We use PostHog for product analytics — page views, feature usage, and campaign attribution. Until you respond to the cookie banner, analytics runs cookieless: anonymous measurement with nothing stored on your device. Accepting enables analytics cookies for more accurate measurement; rejecting disables analytics entirely, and you can change your choice at any time. We do not use advertising cookies, and no data is shared with advertisers or data brokers.
Creator / referral attribution: if you arrive through a creator or partner referral link (e.g. Stintt.com/r/<code>), we store a first-party cookie (“stintt_attr”/“stintt_vid”, up to 60 days) so that, if you later subscribe, we can credit the referring creator under our revenue-share arrangement. This is a functional cookie tied to that arrangement: it is first-party only, is never shared with advertisers or data brokers, and holds only the referral code plus a random identifier. If you sign up, the referral is linked to your account server-side (so the credit survives a device change) and, only if you subscribe, we record the subscription's currency and amount, plus a snapshot of your account email, against the referring creator — solely to compute and audit their commission.

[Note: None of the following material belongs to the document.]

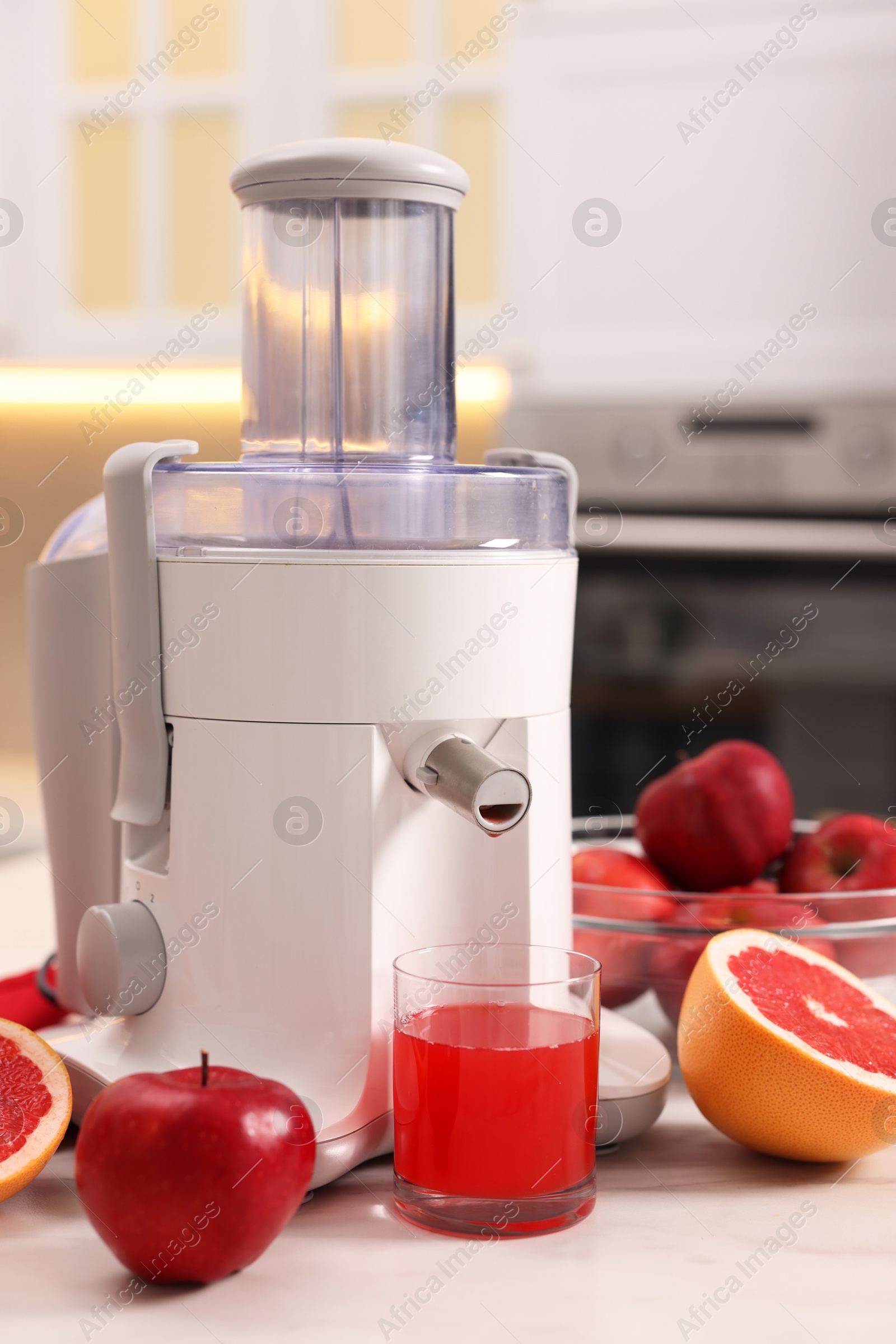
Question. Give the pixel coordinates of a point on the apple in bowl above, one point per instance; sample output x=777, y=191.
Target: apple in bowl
x=718, y=820
x=614, y=885
x=851, y=863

We also keep a hashed (not plaintext) IP address and browser identifier on the referral click itself, for fraud detection. If you delete your account, this link to you is removed and the email snapshot is redacted; the underlying commission record is retained, like other payment records, for accounting purposes. You can clear these cookies at any time; see “Your Rights” to delete associated data.
Contact Us
For privacy-related questions or data deletion requests, please contact us at:
Email: privacy@stintt.com
OAuth Scopes We Request
For a detailed breakdown of every scope including data retention policies, see our OAuth Scope Justification page.

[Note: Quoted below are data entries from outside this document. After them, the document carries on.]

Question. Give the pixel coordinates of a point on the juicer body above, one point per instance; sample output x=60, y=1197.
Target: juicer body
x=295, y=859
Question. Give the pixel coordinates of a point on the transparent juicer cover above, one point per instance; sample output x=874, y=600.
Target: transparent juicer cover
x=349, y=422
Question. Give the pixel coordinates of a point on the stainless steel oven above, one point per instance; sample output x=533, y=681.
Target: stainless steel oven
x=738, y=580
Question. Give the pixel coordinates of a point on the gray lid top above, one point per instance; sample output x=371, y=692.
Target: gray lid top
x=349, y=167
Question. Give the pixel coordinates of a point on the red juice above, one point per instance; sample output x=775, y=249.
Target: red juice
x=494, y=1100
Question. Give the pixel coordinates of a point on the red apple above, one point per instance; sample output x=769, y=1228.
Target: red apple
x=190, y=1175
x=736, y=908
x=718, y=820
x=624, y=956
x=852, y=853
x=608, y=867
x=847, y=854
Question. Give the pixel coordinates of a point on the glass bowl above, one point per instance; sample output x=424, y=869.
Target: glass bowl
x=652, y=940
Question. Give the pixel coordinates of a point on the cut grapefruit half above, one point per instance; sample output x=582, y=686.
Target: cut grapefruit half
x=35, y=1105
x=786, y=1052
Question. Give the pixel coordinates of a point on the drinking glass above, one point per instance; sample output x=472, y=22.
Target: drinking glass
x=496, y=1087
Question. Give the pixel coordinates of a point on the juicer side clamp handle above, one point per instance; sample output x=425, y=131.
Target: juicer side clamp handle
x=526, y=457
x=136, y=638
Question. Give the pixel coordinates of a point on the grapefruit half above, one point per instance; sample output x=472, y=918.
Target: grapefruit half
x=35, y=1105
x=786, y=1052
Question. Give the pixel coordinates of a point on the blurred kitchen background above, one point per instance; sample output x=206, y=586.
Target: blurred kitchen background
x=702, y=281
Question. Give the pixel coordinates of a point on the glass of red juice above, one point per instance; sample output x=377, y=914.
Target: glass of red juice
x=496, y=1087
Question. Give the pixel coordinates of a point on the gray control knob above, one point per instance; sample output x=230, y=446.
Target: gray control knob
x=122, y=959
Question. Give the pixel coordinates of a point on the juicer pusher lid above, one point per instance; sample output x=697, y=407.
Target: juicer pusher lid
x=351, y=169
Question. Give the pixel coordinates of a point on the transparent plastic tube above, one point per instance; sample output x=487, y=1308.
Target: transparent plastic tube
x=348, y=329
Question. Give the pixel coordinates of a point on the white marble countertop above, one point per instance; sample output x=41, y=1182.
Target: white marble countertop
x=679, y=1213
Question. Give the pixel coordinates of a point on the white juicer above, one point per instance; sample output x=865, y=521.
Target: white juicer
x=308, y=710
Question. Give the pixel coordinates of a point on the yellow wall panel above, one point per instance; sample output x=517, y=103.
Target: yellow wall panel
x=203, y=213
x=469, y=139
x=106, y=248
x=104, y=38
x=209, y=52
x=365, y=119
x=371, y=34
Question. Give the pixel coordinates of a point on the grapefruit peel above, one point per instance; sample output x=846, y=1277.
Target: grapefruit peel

| Provider | Scope | Purpose | Data Accessed |
|---|---|---|---|
calendar.readonly | Read-only access to calendar events | Event titles, times, descriptions, organizer, attendees, location | |
userinfo.email | Identify the connected Google account | Account email address | |
| Microsoft | Calendars.Read | Read-only access to calendar events | Event titles, times, descriptions, organizer, attendees, location |
| Microsoft | Calendars.Read.Shared | Read-only access to calendars shared with you | Event titles, times, descriptions, organizer, attendees, location |
| Microsoft | User.Read | Display your email address in the app | Email address, display name |
| Microsoft | OnlineMeetings.Read | Read-only access to Teams meeting details | Meeting titles, times, duration, attendees |
Export My Data
Download all server-side data we hold about you as a structured JSON file (profile, subscriptions, payment history, email schedules, AI usage, connected sources).
Disconnect Google Account
Revoke Stintt's access to your Google account. This programmatically revokes the OAuth token via Google's revocation endpoint and removes all Google-related credentials from your browser.
You can also revoke access manually at myaccount.google.com/permissions
Delete All My Data
Revoke all Google OAuth tokens and remove your data from your browser and our servers — including cached events, export settings, stored tokens, email schedules, synced workspace events, and your profile.